The DiscreteTrajectoryTokenizer quantizes continuous actions into discrete tokens for use with language models or discrete diffusion:
from discrete_action_space import DiscreteTrajectoryTokenizer

tokenizer = DiscreteTrajectoryTokenizer(
    action_space_cfg={...},
    dims_min=[-10.0, -0.3],  # Min values for [accel, curvature]
    dims_max=[10.0, 0.3],    # Max values
    num_bins=256,            # Vocabulary size
)

# Encode trajectories to discrete tokens
tokens = tokenizer.encode(
    hist_xyz, hist_rot,
    fut_xyz, fut_rot
)  # Shape: (B, n_waypoints * 2)

# Decode tokens back to trajectories
fut_xyz, fut_rot, _ = tokenizer.decode(
    hist_xyz, hist_rot, tokens
)
The tokenizer performs uniform quantization:
  1. Convert trajectory to continuous action using the underlying action space
  2. Normalize to [0, 1] using dims_min and dims_max
  3. Quantize to {0, 1, ..., num_bins-1}
  4. Decode by reversing the process
See discrete_action_space.py:24-109 for implementation details.

Bounds Checking

Action spaces can validate that actions satisfy physical constraints:
action_space = UnicycleAccelCurvatureActionSpace(
    accel_bounds=(-9.8, 9.8),
    curvature_bounds=(-0.2, 0.2),
)

is_valid = action_space.is_within_bounds(action)
# Returns: (...,) boolean tensor
This is useful for filtering invalid samples during inference.

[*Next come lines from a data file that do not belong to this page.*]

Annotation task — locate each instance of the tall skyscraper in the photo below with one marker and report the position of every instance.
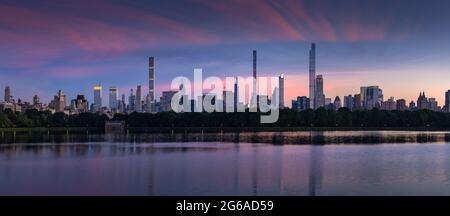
(255, 77)
(319, 96)
(447, 101)
(59, 102)
(151, 85)
(113, 98)
(7, 94)
(97, 106)
(138, 99)
(372, 97)
(348, 102)
(281, 90)
(312, 76)
(236, 94)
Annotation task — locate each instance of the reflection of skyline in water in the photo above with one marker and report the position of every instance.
(217, 168)
(301, 137)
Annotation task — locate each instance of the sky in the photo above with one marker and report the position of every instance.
(400, 45)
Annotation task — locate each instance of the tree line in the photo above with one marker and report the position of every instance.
(287, 118)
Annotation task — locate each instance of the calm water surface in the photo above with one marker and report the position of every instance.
(102, 165)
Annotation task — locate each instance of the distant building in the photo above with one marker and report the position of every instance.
(319, 96)
(337, 103)
(138, 99)
(97, 106)
(166, 100)
(401, 105)
(302, 103)
(390, 104)
(113, 99)
(79, 105)
(422, 101)
(412, 106)
(281, 91)
(8, 97)
(433, 105)
(372, 97)
(312, 77)
(357, 102)
(349, 102)
(151, 102)
(131, 102)
(447, 101)
(59, 102)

See unicycle_accel_curvature.py:102-123.

Best Practices

  1. Normalization: Always normalize acceleration and curvature using dataset statistics for stable training
  2. Regularization: Tune lambda parameters based on your application’s smoothness requirements
  3. Time discretization: Choose dt to match your sensor update rate (typically 10-100 Hz)
  4. Bounds: Set conservative bounds to ensure physical realizability
  5. Initial state: Use estimate_t0_states() to infer initial velocity from history when not available

Integration with Diffusion Models

Action spaces are designed to work seamlessly with diffusion models:
# Training: Convert ground truth trajectories to actions
action = action_space.traj_to_action(
    hist_xyz, hist_rot,
    fut_xyz, fut_rot
)

# Inference: Sample actions from diffusion, convert to trajectories
sampled_action = diffusion_model.sample(...)  # See diffusion.mdx
fut_xyz, fut_rot = action_space.action_to_traj(
    sampled_action, hist_xyz, hist_rot
)
The compact action representation enables efficient diffusion modeling while maintaining kinematic consistency.